Um 19 Uhr geht es los Richtung Rostock nach Bentwisch. Dort haben wir in der Pension Barkmin eine Übernachtung gebucht, um am nächsten Morgen stressfrei die Fähre zu erreichen.

Pension Barkmin


Nach einer guten Stunde erreichen wir Bentwisch. Die Pension liegt am äußersten Ende des Ortes. Ein ziemlich großer Gebäudekomplex. Wir haben eine Wohnung ganz für uns allein. Lotti stellt fest: DDR-Charme. Sie hat recht. Das Haus, die Einrichtung erinnern an vergangene Zeiten, wenn auch mit einigen neuen Akzenten, wie zum Beispiel eine Badewanne ohne Wasserhähne.

Inzwischen hat es angefangen leicht zu regnen. Wir unternehmen trotzdem noch eine Fahrt nach Warnemünde zum Fährhafen. Das gibt uns Sicherheit für morgen.

Es heißt pünktlich um 5 Uhr aufstehen! Die Wecker sind gestellt. Aber zu meinem großen Schrecken habe ich den Weckruf überhört. Gott sei Dank ist Lotti nicht Gleiches passiert. Nun muss alles schnell gehen.

„In der Warteschlange“


Eine halbe Stunde später sind wir bereits unterwegs zum Fährhafen. 12 Minuten später stehen wir in der Warteschlange der Fahrzeuge, die mit der Stena Line nach Trelleborg möchten. Nun heißt es Geduld haben. Lkw und Pkw rollen über eine Rampe in den Bauch der Fähre. Ein schöner Morgen. Die Sonne scheint, der gestrige Regen längst vergessen. Pünktlich um 7:30 Uhr legt die „Mecklenburg-Vorpommern“ ab. Majestätisch gleitet das große Schiff durch den Rostocker Hafen vorbei an Warnemünde hinaus auf das offene Meer, auf die Ostsee.

Jetzt holen wir das Frühstück nach. Es sind sechs lange Stunden bis die Fähre Trelleborg erreicht.
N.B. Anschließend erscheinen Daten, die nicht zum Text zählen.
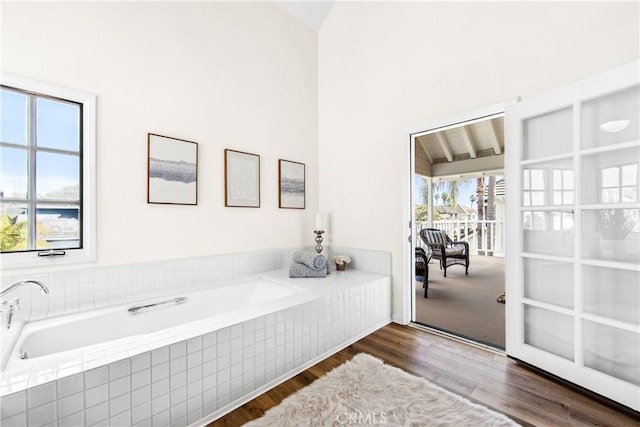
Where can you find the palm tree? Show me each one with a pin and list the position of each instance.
(491, 209)
(445, 199)
(424, 192)
(480, 199)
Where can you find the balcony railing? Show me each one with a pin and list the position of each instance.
(485, 237)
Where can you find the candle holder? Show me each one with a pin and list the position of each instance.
(318, 240)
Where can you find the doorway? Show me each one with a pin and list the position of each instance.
(459, 189)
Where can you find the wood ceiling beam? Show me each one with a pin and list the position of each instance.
(494, 137)
(423, 145)
(445, 146)
(466, 136)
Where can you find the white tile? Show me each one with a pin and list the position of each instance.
(162, 418)
(178, 413)
(194, 389)
(141, 395)
(178, 395)
(13, 404)
(45, 414)
(73, 420)
(160, 371)
(160, 355)
(160, 404)
(17, 420)
(178, 350)
(70, 405)
(178, 365)
(194, 416)
(159, 388)
(194, 344)
(119, 386)
(141, 379)
(178, 380)
(211, 353)
(96, 395)
(123, 419)
(194, 359)
(119, 404)
(140, 413)
(209, 340)
(209, 397)
(140, 362)
(224, 334)
(40, 395)
(194, 374)
(96, 377)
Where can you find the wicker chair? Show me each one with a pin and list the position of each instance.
(446, 250)
(422, 268)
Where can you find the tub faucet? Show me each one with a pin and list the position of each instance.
(19, 283)
(11, 306)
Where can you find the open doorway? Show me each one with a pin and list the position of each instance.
(459, 190)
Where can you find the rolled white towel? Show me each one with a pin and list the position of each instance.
(297, 270)
(311, 260)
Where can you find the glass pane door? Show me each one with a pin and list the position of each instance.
(573, 278)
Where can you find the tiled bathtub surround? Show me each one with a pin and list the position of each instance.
(197, 379)
(200, 371)
(87, 289)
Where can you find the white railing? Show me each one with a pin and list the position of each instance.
(488, 233)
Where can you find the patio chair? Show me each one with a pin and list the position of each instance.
(422, 268)
(446, 250)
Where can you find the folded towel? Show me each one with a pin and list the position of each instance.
(311, 260)
(297, 270)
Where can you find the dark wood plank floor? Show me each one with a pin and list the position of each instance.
(482, 376)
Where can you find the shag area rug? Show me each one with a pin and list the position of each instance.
(365, 391)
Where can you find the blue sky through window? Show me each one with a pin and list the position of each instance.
(57, 127)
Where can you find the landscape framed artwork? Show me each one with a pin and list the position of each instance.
(241, 179)
(291, 184)
(172, 166)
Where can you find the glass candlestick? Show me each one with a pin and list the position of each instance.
(318, 240)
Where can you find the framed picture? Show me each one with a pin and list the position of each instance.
(241, 179)
(291, 185)
(172, 166)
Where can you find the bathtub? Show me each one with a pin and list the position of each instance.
(104, 329)
(187, 363)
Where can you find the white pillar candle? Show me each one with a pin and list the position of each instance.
(319, 222)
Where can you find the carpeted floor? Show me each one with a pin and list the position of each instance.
(465, 305)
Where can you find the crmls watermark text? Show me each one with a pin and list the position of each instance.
(361, 418)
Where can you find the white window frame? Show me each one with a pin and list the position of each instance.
(88, 251)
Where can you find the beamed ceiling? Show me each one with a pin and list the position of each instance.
(474, 147)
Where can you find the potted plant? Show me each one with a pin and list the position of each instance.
(614, 225)
(341, 261)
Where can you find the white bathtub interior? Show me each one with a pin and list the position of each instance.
(50, 336)
(194, 372)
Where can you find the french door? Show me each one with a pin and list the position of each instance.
(573, 253)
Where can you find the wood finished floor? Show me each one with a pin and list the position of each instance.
(482, 376)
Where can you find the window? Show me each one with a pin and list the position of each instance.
(618, 184)
(47, 179)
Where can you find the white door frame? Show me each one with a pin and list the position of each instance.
(408, 306)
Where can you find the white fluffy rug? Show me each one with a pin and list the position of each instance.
(365, 391)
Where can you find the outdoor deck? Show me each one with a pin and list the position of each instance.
(465, 305)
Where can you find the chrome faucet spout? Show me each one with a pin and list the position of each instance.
(15, 285)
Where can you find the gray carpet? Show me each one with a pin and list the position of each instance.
(465, 305)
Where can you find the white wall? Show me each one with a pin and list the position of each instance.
(240, 76)
(388, 69)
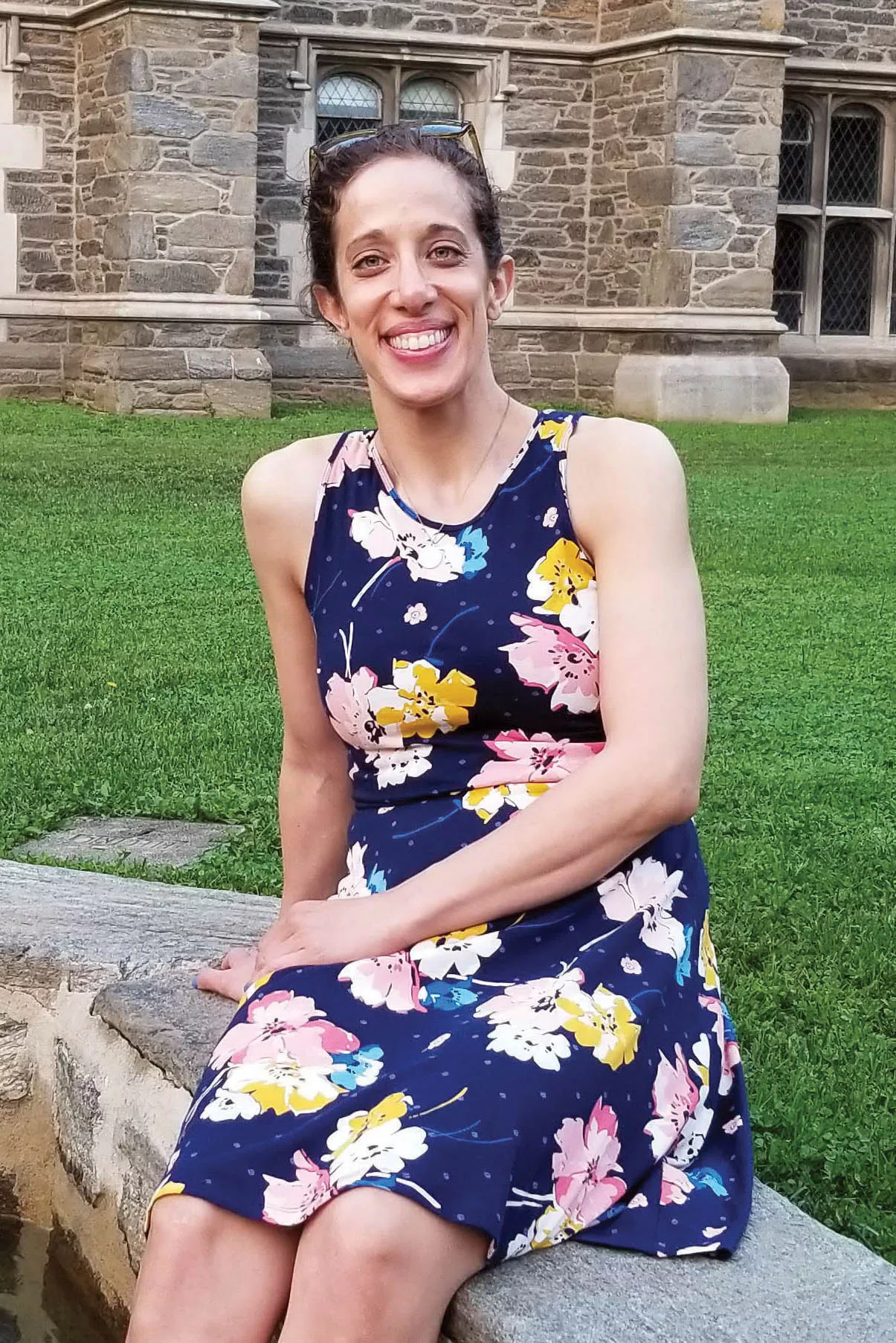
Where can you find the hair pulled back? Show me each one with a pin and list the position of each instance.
(335, 170)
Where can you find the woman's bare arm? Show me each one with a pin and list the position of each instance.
(277, 498)
(629, 506)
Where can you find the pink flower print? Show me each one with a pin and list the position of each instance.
(539, 759)
(351, 457)
(646, 889)
(552, 658)
(674, 1186)
(351, 713)
(391, 982)
(283, 1025)
(583, 1186)
(674, 1101)
(729, 1049)
(288, 1202)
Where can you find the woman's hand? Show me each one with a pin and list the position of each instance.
(332, 933)
(230, 978)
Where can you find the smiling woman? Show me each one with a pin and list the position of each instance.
(483, 821)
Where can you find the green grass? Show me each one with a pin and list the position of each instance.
(123, 561)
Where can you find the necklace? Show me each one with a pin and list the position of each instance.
(396, 484)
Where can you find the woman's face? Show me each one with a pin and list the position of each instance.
(416, 296)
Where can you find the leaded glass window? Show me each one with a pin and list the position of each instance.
(346, 103)
(790, 274)
(428, 100)
(847, 283)
(796, 155)
(854, 158)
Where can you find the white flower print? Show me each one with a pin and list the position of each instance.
(389, 531)
(374, 1142)
(646, 889)
(528, 1044)
(231, 1106)
(460, 951)
(354, 884)
(398, 766)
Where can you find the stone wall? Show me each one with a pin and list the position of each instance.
(43, 200)
(836, 30)
(570, 20)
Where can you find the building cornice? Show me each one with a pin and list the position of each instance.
(213, 309)
(338, 38)
(339, 35)
(847, 76)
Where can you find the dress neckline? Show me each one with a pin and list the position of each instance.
(379, 465)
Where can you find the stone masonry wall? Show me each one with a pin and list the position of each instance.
(570, 20)
(101, 207)
(167, 156)
(546, 210)
(836, 30)
(43, 200)
(631, 181)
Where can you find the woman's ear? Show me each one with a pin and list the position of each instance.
(331, 309)
(500, 288)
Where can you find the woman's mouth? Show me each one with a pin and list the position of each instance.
(419, 344)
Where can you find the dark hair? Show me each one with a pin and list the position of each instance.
(335, 170)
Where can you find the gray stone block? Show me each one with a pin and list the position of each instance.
(167, 1021)
(225, 153)
(791, 1281)
(94, 928)
(144, 1168)
(155, 115)
(15, 1060)
(173, 193)
(128, 71)
(76, 1114)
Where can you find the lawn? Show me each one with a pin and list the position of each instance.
(136, 678)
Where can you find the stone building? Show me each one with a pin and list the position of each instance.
(699, 193)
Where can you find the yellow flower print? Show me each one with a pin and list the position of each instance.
(604, 1022)
(488, 802)
(558, 576)
(707, 963)
(419, 703)
(352, 1126)
(556, 433)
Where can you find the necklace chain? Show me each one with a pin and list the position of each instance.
(396, 483)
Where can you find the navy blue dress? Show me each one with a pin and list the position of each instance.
(570, 1072)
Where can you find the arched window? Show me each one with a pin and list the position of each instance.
(854, 158)
(847, 281)
(796, 155)
(790, 274)
(347, 103)
(429, 100)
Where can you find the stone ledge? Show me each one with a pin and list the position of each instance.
(149, 1036)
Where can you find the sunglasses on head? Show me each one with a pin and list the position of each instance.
(441, 129)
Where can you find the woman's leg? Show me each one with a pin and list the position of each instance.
(373, 1266)
(210, 1276)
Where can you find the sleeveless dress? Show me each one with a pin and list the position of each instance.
(567, 1072)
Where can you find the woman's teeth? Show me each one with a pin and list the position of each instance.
(419, 340)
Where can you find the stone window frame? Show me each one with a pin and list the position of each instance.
(391, 76)
(816, 215)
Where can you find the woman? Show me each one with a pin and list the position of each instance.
(519, 1028)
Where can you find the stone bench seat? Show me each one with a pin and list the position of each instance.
(125, 950)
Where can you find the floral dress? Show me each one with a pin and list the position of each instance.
(567, 1072)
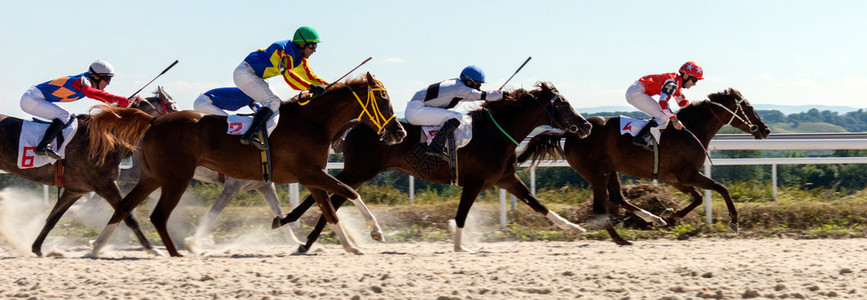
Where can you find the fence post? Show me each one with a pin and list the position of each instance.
(411, 189)
(774, 180)
(708, 206)
(502, 208)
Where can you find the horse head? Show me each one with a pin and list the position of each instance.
(742, 114)
(376, 109)
(159, 104)
(560, 112)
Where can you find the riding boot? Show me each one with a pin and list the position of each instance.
(438, 145)
(252, 134)
(641, 138)
(53, 130)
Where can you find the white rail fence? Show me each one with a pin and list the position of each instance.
(817, 141)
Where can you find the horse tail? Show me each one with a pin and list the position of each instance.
(337, 140)
(116, 126)
(544, 144)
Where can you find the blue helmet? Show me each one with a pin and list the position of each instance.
(473, 73)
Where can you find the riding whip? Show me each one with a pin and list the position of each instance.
(155, 78)
(516, 72)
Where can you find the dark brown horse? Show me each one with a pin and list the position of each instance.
(488, 160)
(599, 157)
(175, 144)
(81, 173)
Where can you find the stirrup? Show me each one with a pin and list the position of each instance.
(47, 152)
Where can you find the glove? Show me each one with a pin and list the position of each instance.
(316, 90)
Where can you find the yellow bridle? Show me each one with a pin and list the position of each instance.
(376, 115)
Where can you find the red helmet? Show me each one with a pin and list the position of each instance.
(692, 69)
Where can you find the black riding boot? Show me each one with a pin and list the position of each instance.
(641, 139)
(53, 130)
(252, 134)
(438, 145)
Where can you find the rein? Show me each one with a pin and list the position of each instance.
(374, 113)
Die Passagiere strömen zurück zu ihren Autos. Alles ist geregelt, wer fahren darf, wer warten muss. Wir sind fast die Letzten, die die Fähre verlassen. Im Hafengelände geht es nur langsam vorwärts.

Endlich auf der Straße nach Malmö, unserem ersten Ziel. Malmö ist nur knapp 35 Kilometer von Trelleborg entfernt, sodass wir die Stadt nach einer halben Stunde erreichen. Ich bewundere Lottis Fahrkünste, wie sie das Auto durch den dichten Verkehr einer unbekannten Stadt gespickt mit einigen Baustellen zirkelt. Jetzt stehen wir in der Stora Nygatan direkt vor dem Scandic Hotel St Jörgen. Ich springe ins Hotel, um die Parkregularien zu klären. Das geht auch ganz unproblematisch, aber natürlich gebührenpflichtig. Wir fahren in die hoteleigene Tiefgarage. Das ist stressfrei und das Auto steht sicher.